A part frais, ou legmi "vivant", un fermenté, la version alcoolisée de la boisson est produite, appelé legmi "mort".
De retour au rond-point de Gabès, Haithem a décrit la boisson alcoolisée comme « un jeu de jeunes ».
"Ils n'ont pas beaucoup d'argent pour se saouler, donc vous payez un dinar et obtenez des legmi morts... mais ce n'est pas bon du tout."
Dans sa jeunesse, Haithem et d'autres ont fermenté des legmi vivants pendant des heures dans une hutte pour produire leur propre alcool.
"Chaque jour, nous l'avons testé. Nous avons ajouté des herbes, menthe... Jusqu'à aujourd'hui, nous ne savons pas lequel était le meilleur parce que personne n'était d'accord. Ce sont de bons souvenirs."
Parallèlement à la récolte, la conservation de la boisson est complexe car elle se transforme rapidement en vinaigre.

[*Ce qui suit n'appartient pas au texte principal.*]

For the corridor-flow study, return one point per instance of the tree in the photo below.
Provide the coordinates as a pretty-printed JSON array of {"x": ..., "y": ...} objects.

Pour le garder frais, des bouteilles de glace sont placées dans le bidon dans lequel la sève s'écoule pendant la nuit, puis le jus est immédiatement congelé jusqu'à ce qu'il soit versé pour la vente.
La conservation du legmi est complexe car il se transforme rapidement en vinaigre, donc il ne peut pas être vendu loin de l'oasis
Ce processus fragile limite la consommation de legmi.
« Même à Sfax, il n'y en a pas, " Haithem dit, de la ville côtière au nord.
"Il est resté bio, sans aucun produit chimique ou ingrédient pour la conservation, rien."
Certains résidents voient sa fragilité et sa portée limitée comme un élément positif.
Haithem a dit que certains avaient peur :« S'il y a beaucoup de demande, Qu'est-ce qui va se passer? Ils vont couper beaucoup de palmiers et risquer de perdre les oasis."
Moussa, le producteur de legmi, a averti que "la pollution chimique des usines est une menace pour les oasis".
Le groupe chimique tunisien appartenant à l'État traite du phosphate dans la région depuis les années 1970 et a été accusé d'avoir mis les oasis en danger.
Mais pour l'instant, l'avenir des producteurs de legmi est assuré.
"J'ai appris à mon fils ce travail pour que cette tradition reste à Gabès pour toujours, " dit Moussa.